Equities gained this week as investors gambled that the US debt ceiling would be raised, and thus in turn avoiding a default by the US government, with a bill potentially being put to a vote next week. Aside from this, economic data releases were mixed with some early signs of an economic slowdown raising hopes of a pause in the US rate cycle, whilst others pointed to continued strength in the jobs market suggesting the US Federal Reserve may have further tightening ahead. The Japanese stock market benefitted from stronger than expected growth data, whilst Chinese stocks stuttered as data pointed to a weaker post-covid pandemic recovery than investors had hoped.
As of 12pm on Friday, London time, US equities rose 1.8% over the week, with the US technology sector rising by 3.3%. The European market increased by 0.8% and UK equities were up by 0.3%. The Japanese market was particularly strong, rising by 3.1% as the economy grew by an annualised 1.6%, twice that of economists’ estimates. Australian stocks increased by 0.3%. Emerging markets rose by 0.5%, with South Korea rising by as much as 2.5%, but Chinese offshore stocks, listed in Hong Kong, fell 0.9%.
Government bonds sold off this week, with the yield on 10-year US Treasuries, which moves inversely to price, rising to 3.65%. German bunds and UK gilts followed suit, with yields rising to 2.48% and 4.02% respectively.
The gold price fell as optimism over the US debt ceiling being resolved rose, with the precious metal now trading at $1,985 an ounce, a fall of 2.6% over the week. For industrial commodities the picture was mixed.
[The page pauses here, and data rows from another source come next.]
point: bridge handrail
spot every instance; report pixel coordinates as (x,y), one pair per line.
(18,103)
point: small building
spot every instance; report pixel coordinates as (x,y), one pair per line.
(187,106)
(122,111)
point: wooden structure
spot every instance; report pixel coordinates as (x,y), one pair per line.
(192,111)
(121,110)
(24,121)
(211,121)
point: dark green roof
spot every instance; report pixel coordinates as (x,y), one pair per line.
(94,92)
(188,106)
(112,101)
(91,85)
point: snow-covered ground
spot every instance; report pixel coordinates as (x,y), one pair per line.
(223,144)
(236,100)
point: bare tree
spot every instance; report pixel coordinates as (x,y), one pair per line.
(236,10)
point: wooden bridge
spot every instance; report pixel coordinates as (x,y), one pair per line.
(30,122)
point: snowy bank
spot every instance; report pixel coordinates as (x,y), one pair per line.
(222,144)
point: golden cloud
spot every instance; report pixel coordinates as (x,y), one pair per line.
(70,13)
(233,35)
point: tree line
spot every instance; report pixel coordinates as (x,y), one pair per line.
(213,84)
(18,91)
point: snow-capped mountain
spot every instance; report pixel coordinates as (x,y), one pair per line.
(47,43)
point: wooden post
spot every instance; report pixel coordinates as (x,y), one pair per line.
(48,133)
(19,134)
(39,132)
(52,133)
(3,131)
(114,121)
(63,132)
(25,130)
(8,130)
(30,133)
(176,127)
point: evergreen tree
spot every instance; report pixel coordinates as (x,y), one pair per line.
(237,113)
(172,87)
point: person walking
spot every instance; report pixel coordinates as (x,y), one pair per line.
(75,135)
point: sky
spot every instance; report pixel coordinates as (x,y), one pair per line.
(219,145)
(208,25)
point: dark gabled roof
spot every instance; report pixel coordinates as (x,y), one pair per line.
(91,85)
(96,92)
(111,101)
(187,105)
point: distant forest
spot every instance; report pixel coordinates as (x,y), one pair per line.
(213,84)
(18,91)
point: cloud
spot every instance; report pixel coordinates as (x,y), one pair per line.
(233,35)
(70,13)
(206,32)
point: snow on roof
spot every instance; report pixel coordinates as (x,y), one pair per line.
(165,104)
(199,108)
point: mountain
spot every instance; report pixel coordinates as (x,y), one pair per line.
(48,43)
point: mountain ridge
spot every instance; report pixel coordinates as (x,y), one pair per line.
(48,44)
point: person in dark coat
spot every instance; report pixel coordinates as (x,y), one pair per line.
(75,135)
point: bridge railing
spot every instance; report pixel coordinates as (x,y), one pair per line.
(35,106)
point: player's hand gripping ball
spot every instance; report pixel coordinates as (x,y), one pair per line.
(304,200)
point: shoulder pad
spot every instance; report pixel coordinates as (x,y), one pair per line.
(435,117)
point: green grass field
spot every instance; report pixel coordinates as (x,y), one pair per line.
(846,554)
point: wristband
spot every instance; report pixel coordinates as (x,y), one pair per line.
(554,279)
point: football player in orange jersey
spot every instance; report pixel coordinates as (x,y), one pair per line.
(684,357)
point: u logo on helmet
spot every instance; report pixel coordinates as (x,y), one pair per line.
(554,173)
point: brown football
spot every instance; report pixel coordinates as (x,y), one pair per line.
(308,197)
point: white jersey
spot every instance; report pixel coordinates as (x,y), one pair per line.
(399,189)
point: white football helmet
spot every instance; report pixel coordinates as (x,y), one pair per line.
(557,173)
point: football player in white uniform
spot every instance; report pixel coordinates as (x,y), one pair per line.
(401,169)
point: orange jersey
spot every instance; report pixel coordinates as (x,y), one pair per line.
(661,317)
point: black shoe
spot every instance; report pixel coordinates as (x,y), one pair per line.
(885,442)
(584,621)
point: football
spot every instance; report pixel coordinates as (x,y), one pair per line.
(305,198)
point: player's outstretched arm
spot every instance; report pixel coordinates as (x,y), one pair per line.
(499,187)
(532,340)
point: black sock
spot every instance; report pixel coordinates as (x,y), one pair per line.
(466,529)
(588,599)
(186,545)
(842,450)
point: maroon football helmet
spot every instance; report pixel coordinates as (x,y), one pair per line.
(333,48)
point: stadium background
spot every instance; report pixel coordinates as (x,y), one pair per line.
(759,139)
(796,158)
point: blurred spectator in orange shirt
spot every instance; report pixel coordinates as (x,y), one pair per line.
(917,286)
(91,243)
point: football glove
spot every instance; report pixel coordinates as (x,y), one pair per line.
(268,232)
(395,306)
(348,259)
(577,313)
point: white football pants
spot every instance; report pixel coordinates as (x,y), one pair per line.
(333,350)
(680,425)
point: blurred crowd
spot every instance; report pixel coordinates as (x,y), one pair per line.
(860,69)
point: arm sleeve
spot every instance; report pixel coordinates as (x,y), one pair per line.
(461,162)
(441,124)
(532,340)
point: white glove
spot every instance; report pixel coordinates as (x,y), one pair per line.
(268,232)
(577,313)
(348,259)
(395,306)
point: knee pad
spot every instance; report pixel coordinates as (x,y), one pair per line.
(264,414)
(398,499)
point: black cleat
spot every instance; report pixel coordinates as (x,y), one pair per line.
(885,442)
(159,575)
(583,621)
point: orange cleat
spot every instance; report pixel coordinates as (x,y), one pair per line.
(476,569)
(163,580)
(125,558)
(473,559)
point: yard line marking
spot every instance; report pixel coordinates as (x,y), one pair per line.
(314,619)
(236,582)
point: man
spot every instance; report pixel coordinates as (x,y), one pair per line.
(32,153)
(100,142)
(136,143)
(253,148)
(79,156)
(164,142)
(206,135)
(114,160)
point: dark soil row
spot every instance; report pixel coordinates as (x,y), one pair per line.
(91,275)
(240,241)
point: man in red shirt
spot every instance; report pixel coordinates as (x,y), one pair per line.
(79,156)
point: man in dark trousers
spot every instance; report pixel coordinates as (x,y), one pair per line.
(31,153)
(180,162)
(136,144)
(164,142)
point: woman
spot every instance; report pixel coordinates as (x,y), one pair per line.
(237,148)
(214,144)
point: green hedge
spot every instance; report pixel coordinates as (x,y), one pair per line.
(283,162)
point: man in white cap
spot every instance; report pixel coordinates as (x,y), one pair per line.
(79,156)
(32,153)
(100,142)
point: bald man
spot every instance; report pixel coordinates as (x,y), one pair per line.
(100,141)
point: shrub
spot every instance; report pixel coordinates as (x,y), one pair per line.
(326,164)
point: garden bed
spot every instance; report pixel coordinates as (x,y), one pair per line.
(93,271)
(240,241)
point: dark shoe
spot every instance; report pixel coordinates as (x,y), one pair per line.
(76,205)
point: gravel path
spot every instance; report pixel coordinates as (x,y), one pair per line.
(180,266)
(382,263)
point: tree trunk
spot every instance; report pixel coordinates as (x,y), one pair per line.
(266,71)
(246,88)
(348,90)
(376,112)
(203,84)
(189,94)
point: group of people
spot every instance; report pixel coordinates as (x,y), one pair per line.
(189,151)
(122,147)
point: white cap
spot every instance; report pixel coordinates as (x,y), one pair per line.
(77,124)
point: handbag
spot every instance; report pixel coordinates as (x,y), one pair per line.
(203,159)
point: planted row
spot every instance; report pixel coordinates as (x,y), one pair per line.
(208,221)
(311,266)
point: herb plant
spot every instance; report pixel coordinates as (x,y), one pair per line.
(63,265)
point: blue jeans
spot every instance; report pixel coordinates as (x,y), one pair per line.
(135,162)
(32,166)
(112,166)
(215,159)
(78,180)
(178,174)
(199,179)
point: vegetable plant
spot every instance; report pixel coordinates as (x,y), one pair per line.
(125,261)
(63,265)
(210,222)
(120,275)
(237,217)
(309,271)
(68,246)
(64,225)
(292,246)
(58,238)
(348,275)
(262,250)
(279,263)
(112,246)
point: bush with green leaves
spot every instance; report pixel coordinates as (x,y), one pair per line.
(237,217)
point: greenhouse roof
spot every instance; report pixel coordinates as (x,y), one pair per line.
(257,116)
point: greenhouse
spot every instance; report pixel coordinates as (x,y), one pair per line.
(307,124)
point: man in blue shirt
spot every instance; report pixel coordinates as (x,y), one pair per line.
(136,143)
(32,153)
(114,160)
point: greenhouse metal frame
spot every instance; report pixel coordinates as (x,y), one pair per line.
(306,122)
Copper fell by just over 1%, now priced at $8,128 a tonne, whilst iron ore rose by 6.2%. European natural gas prices continued their downward spiral as the premium built up since the invasion of Ukraine by Russia evaporates. Dutch natural gas futures fell by over 8%, priced at €30.22 per megawatt hour (MWh), which compares to a peak price of over €300 MWh, and very close to the longer-term average. Crude oil, having fallen in recent weeks, staged a rally as Brent crude rose by 3.5%, now trading at $76.7 a barrel.
Data released this week painted a mixed picture as to the strength of economic growth and therefore the likelihood of further interest rate rises. The Empire Manufacturing index, a manufacturing activity index for the state of New York, plummeted to minus 31.8, down from the previous reading of plus 10.8, and far lower than forecasts of minus 3.9. Eurozone industrial production fell by 1.4% for the year to March, versus expectations of a small rise of 0.1%. Whilst the German gauge of economic sentiment, the Zew index, dropped from 4.1 in April to minus 10.7. Retail sales growth in the US fell short of expectations, rising by 0.4% in April, half that of forecasts.
However, US new residential construction rose by 2.2% in April, a key driver of economic growth. New unemployment claims also fell in the US, coming in at 242,000 versus 264,000 in the week before. Walmart, the world’s largest retail also released strong results, in direct contrast to Home Depot, a DIY store, and Target, a discount retailer, whilst also raising their full year sales growth forecast.